I should have known pastoral ministry was not all pomp and circumstance in my first pastorate, on the Sunday when a scorpion which crawled inside my wading boots as I was preparing to baptize. And the time the baptism waters were freezing cold, but the 6'7" candidate insisted on being baptized anyway; I got his face under water, then he grabbed me and dragged me under with him. We counted two baptisms that night.
There was the staff member in First Baptist Church in Midland who wore his lapel microphone into the restroom, and the entire sound system was on. He was the same beloved friend who dressed for Sunday morning, checked on his horses, then walked through the church building making sure all was ready. Only when he reached the platform for the service to begin did we realize that he had brought his horses with him. The carpets were cleaned that week.

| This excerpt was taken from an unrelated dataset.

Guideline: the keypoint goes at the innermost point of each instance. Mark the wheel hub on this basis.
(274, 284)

And of course, there was the infamous Saturday afternoon at Park Cities when I climbed up to the fifth-floor bell tower room to see if it would work as a prayer room, without my cell phone; the door locked behind me, with no keyhole on my side. I finally used a two-by-four to break out the window in the door, and carefully reached my key through and let myself out. Otherwise I'd still be up there. I was so grateful to the staff member who heard the story the next week and asked, "Who left the two-by-four in the room?"
Some mistakes in church work are worse than others. Today we're going to examine the worst mistake in all of Christian history, and the most subtle. This mistake has robbed millions of Christians of the joy Jesus gives, the direction his Father provides, the purpose and power of his Spirit. Let's see if it has affected your life:
Do you feel that you are accomplishing all you were made to do in life, or is something missing?
Do you consistently seek opportunities to serve the Lord and his people, or do you more typically wait to be asked to serve?
Who was the last person you led to faith in Christ? The last person whose faith was strengthened significantly because of your direct influence on his or her life?
Do you experience each day the satisfaction of knowing that you are walking in the Spirit's power and purpose?
The mistake we'll discuss today has kept millions of Christians on the sidelines of significance. It has kept many of you from the life God wants you to live, from the direction and purpose he made you to experience. If you don't understand the tragedy of this mistake, that's all the more evidence for its damage.
My goal today is simple, and ambitious: I want us to repent of this sin, this tragic mistake, once and for all. I want us to put it to rest, now and for the rest of our lives. I want us to settle the matter this morning.